Self: Obviously, this depends on the specific needs of the business. If the need, and especially the budget exist to deploy a SAN, then that is the direction a business should go. The advantage NAS has, particularly for SMB/SME, is that is can be deployed on existing infrastructure. Properly deploying a SAN requires deployment planning plus time and additional cost for equipment housing, UPS, cooling channels, proper electrical grids, etc.
FCIO: From your experience, what surpises businesses about NAS? What advantages might they not be aware of?
Self: The cost/performance ratio is surprisingly low. For organizations that don't need a SAN, a NAS offers flexible storage without the administrative overhead. We often hear from users who are surprised by the breadth of features. Most will buy a DiskStation for backup or file sharing and end up also hosting their website, a surveillance solution or streaming media from same DiskStation.
FCIO: Synology appears to believe in 'eating its own dog food' when it comes to the NAS sold by the company. Can you tell us more about that?
Self: Yes, we use Synology DiskStations and RackStations for running public facing web, download, forum and wiki servers. Internally, we use our systems for file sharing, backup and virtual storage.
FCIO: What are some compelling advantages offered by the DiskStation Manager (DSM) 3.1 operating system over competitors on the market?
Self: The "desktop-in-the-browser" design requires very little, if any, time to acclimate to, so users are off and running in almost no time. The real advantage for SMB/SME customers is that while the interface is easy to use, it controls many advanced enterprise-level applications. DiskStation Manager 3.1 supports deep Windows ADS integration, ACLs and File Browser makes file management effortless, both locally and remotely.

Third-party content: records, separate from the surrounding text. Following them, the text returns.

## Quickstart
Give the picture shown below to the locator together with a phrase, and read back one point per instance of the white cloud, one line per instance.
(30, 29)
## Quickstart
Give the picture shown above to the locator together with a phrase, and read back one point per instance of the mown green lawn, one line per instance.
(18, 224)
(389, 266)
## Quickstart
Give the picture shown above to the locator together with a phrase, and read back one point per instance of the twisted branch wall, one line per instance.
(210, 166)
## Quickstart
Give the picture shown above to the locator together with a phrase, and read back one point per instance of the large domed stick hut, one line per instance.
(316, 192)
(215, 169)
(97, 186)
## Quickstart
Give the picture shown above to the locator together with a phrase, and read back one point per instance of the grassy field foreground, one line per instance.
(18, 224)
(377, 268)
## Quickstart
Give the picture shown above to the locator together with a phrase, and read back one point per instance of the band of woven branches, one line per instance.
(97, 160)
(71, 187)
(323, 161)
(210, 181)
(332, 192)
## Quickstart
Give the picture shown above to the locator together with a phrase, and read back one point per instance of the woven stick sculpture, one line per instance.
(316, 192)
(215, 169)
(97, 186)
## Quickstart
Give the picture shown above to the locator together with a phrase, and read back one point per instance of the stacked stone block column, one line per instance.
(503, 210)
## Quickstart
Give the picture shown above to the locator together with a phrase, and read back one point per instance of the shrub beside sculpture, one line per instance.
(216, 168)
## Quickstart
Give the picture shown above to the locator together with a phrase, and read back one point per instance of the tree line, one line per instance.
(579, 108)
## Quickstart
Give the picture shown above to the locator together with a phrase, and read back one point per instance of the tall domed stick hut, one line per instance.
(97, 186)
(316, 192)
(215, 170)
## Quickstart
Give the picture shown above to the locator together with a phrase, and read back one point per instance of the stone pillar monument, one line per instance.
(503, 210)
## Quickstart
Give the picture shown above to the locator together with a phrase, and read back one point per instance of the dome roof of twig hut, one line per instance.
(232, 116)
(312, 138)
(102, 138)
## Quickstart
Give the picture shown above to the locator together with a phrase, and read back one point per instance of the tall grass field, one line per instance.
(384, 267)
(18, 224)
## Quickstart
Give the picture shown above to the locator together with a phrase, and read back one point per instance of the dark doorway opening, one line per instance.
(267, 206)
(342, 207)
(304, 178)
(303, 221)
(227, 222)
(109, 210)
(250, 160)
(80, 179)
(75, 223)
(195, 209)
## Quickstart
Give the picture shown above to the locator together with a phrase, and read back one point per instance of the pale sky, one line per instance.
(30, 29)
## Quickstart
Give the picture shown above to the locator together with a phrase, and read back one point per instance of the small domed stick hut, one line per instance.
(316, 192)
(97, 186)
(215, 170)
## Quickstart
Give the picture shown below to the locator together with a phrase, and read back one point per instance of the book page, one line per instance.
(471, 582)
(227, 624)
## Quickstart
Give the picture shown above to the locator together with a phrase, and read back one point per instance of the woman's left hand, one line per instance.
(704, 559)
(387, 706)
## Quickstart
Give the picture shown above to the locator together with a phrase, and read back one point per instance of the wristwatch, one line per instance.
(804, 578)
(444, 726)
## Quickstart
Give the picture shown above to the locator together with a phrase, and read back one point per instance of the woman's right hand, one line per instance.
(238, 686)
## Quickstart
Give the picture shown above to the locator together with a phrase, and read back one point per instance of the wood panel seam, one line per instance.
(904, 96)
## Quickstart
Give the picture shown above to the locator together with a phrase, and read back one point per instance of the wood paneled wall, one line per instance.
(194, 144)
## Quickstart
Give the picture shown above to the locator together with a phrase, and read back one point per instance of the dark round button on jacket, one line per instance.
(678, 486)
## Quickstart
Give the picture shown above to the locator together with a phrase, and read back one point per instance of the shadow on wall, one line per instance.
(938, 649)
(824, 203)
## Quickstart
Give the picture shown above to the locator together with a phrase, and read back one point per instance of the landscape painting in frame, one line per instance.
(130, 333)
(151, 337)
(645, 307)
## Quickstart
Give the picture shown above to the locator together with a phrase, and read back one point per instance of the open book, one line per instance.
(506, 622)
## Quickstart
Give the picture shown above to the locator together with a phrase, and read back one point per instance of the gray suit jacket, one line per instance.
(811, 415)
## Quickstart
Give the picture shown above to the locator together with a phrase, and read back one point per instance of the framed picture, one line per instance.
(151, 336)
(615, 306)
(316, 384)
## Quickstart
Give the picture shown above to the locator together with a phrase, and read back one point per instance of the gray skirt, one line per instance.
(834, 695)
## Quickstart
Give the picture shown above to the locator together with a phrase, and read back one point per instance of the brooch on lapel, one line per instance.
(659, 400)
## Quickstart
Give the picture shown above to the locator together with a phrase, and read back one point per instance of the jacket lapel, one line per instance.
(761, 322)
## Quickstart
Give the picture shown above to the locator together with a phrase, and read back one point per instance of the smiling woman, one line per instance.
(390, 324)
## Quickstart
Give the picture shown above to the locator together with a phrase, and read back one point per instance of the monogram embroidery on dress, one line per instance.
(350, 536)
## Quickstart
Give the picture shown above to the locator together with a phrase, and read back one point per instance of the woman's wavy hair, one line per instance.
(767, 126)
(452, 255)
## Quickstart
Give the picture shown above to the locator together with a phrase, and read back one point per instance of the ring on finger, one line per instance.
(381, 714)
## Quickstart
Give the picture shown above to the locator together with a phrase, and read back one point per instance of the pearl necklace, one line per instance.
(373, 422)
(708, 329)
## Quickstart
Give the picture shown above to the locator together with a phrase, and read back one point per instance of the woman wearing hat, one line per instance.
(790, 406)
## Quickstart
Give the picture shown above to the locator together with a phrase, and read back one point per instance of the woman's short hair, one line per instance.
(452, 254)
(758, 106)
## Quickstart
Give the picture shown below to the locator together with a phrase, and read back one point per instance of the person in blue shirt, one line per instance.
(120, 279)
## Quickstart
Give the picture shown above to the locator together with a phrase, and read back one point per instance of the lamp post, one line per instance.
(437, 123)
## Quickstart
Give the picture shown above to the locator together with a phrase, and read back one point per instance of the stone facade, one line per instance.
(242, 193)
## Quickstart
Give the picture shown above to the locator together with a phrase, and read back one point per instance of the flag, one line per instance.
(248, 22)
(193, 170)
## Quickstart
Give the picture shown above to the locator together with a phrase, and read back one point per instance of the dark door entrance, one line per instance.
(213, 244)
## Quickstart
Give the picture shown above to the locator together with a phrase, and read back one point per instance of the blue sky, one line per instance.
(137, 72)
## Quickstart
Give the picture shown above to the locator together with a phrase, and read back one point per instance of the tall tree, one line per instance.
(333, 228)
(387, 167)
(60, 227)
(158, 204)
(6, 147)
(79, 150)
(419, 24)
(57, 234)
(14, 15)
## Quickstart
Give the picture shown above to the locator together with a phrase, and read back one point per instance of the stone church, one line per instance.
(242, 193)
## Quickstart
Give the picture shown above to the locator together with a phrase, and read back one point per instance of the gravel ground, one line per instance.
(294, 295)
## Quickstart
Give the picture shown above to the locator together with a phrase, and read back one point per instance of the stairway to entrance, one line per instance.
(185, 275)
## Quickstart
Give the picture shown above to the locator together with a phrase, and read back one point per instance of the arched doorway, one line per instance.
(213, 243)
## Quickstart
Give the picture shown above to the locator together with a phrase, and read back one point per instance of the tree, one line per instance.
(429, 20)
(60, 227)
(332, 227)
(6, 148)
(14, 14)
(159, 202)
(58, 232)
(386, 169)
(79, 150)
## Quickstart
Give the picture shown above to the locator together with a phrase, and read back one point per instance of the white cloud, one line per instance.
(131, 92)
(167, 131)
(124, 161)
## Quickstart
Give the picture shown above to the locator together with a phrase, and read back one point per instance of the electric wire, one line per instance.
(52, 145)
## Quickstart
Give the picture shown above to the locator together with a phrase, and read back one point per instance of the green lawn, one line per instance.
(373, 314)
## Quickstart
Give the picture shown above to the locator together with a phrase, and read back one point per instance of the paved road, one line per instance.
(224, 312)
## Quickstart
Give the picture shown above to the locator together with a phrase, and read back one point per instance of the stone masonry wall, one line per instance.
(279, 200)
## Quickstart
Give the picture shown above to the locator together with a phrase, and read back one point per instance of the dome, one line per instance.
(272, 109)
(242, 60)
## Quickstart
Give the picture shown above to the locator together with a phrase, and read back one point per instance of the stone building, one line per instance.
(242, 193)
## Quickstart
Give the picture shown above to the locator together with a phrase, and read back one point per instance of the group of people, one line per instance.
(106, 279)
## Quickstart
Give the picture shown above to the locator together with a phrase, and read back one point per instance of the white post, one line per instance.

FCIO: DSM offers so many features in a single appliance; could this be a security weakness for the company's product as a whole?
Self: No, unwanted features are simply not enabled or disabled at will. Further security is provided by the built-in firewall and IP auto-blocking. We support 256-bit AES encryption for storage and for data communication security, files can be encrypted in-transit via HTTPS, SSL/TLS over FTP or SSH over rsync. DSM 3.1 also added support for admin groups so the default admin account can be disabled.